Si bien qu’avec notre travail et les soins du ménage, les leçons de Charley, le trictrac de mon tuteur et les duos avec Éva, le temps s’envola plus rapidement que jamais. Les trois semaines à peu près écoulées, je ramenai Caroline chez elle pour voir un peu ce que nous pourrions y faire ; Éva et Charley restèrent à Bleak-House pour soigner mon tuteur.

Quand je dis chez elle, je parle de la maison où son père et sa mère étaient logés en garni. On faisait, à l’académie de Newman-Street, certains préparatifs pour le mariage, presque tous destinés à augmenter le bien-être du vieux gentleman et quelques-uns pour établir le jeune couple au meilleur marché possible dans le grenier de la maison ; mais le grand point pour nous c’était de disposer d’une manière décente l’appartement garni de Hatton pour le déjeuner de noces, et d’inculquer à mistress Jellyby quelque notion de la solennité qui allait avoir lieu.
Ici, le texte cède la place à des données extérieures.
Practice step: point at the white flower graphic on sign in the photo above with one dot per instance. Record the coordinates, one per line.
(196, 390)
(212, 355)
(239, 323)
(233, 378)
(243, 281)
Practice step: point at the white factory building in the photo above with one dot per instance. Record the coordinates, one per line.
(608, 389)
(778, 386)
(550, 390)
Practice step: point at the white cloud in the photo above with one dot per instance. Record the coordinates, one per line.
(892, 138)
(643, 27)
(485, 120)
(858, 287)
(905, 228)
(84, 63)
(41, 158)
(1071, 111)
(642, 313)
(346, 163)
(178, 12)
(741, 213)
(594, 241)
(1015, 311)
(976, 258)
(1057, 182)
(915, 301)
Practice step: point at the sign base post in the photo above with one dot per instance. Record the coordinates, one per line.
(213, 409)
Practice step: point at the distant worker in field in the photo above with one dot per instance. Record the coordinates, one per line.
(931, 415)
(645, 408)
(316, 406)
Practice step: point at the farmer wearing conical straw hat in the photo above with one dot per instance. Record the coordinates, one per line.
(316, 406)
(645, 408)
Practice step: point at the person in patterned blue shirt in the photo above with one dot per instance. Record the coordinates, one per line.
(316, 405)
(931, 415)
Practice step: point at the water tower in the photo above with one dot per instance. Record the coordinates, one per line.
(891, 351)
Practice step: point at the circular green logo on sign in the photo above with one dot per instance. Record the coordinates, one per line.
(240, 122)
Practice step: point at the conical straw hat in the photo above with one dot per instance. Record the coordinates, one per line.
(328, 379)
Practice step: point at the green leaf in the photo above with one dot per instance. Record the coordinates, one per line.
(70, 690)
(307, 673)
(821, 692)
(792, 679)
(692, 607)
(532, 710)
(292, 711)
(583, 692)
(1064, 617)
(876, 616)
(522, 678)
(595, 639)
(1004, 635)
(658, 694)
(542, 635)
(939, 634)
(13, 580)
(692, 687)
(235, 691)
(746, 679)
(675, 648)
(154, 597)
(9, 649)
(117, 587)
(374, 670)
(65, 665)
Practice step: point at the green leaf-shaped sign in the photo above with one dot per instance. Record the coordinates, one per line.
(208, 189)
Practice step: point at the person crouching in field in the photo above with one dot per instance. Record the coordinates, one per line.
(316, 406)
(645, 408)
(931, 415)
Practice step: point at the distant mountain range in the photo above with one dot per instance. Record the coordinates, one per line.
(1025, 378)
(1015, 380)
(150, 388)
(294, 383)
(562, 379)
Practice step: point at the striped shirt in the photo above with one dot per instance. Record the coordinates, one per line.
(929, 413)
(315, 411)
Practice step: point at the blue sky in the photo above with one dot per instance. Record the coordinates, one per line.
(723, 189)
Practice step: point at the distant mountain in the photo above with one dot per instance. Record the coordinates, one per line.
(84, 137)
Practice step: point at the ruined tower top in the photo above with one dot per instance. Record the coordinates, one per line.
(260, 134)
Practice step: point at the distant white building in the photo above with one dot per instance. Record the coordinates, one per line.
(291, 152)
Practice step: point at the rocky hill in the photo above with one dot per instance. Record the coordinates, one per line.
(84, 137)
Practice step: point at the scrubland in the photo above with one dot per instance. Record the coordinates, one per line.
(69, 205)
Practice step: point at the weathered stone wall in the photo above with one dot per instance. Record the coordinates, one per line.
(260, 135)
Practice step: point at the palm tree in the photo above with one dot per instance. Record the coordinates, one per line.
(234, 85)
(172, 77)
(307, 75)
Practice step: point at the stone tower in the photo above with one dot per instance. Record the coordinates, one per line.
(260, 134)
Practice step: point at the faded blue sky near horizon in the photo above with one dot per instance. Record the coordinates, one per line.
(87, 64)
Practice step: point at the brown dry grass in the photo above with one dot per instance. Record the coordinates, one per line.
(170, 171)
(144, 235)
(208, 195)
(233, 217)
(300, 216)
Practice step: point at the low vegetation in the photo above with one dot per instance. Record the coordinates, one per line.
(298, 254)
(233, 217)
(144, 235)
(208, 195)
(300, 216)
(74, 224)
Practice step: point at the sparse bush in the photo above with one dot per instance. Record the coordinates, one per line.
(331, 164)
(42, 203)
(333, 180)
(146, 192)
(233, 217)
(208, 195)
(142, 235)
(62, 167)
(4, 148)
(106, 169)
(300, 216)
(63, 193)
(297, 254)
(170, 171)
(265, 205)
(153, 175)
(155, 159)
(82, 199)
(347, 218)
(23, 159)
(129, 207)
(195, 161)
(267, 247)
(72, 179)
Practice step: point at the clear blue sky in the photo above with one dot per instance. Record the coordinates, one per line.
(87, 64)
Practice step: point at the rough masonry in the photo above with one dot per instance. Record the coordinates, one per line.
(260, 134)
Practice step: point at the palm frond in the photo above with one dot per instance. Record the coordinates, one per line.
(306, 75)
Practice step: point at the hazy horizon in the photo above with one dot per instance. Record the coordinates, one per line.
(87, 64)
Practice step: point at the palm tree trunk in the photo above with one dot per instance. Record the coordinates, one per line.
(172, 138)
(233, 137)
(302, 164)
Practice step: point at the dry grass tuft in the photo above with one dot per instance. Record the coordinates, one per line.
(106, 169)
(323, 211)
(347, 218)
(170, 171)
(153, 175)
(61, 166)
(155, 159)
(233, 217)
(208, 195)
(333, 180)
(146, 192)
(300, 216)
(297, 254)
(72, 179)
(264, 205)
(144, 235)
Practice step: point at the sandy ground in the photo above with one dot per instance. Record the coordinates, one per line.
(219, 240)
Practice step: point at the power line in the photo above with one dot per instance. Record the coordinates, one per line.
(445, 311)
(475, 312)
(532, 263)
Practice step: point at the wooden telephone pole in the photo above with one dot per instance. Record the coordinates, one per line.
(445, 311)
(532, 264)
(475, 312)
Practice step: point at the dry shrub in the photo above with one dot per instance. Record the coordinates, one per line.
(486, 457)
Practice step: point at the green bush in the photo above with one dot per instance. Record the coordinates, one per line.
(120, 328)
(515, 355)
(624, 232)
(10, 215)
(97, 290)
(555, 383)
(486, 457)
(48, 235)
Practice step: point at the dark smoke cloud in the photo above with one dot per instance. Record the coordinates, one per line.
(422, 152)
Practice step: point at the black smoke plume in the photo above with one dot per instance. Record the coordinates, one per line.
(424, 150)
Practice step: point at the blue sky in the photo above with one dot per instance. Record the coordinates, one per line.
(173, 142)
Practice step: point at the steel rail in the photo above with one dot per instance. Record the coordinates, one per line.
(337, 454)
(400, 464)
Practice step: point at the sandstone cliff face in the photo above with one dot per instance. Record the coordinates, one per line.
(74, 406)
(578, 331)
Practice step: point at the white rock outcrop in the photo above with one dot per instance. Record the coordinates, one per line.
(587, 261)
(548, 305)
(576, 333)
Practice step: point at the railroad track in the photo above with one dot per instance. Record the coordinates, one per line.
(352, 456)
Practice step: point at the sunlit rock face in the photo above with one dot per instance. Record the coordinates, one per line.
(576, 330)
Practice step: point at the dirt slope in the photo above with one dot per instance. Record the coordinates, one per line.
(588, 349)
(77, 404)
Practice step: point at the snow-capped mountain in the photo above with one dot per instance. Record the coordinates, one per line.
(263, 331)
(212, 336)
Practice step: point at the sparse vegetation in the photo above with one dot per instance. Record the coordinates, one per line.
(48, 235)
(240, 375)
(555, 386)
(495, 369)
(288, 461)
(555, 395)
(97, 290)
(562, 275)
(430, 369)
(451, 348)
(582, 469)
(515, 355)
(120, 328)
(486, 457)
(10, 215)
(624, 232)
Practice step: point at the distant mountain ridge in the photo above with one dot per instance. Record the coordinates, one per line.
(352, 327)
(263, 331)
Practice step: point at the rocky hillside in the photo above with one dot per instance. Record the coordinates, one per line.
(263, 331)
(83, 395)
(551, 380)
Entreprise difficile, car mistress Jellyby occupait, avec le jeune homme maladif qui lui servait de secrétaire, la pièce principale, située sur le devant de la maison ; cette pièce était jonchée de papiers déchirés et de documents africains, autant qu’une étable mal tenue peut l’être de litière. C’était là qu’elle restait depuis le matin jusqu’au soir, avalant du café, dictant des lettres et donnant à heure fixe des audiences relatives à Borrioboula-Gha. Le jeune secrétaire, qui paraissait décliner chaque jour, prenait ses repas au dehors. Quand M. Jellyby rentrait, il grognait un peu, et descendait à la cuisine, où il mangeait, si toutefois la servante avait quelque chose à lui donner ; après quoi, sentant bien qu’il gênait, il sortait de la maison et se promenait dans la rue au brouillard et à la pluie ; quant aux enfants, ils se traînaient jusqu’en haut de l’escalier, qu’ils dégringolaient ensuite, comme ils avaient toujours fait.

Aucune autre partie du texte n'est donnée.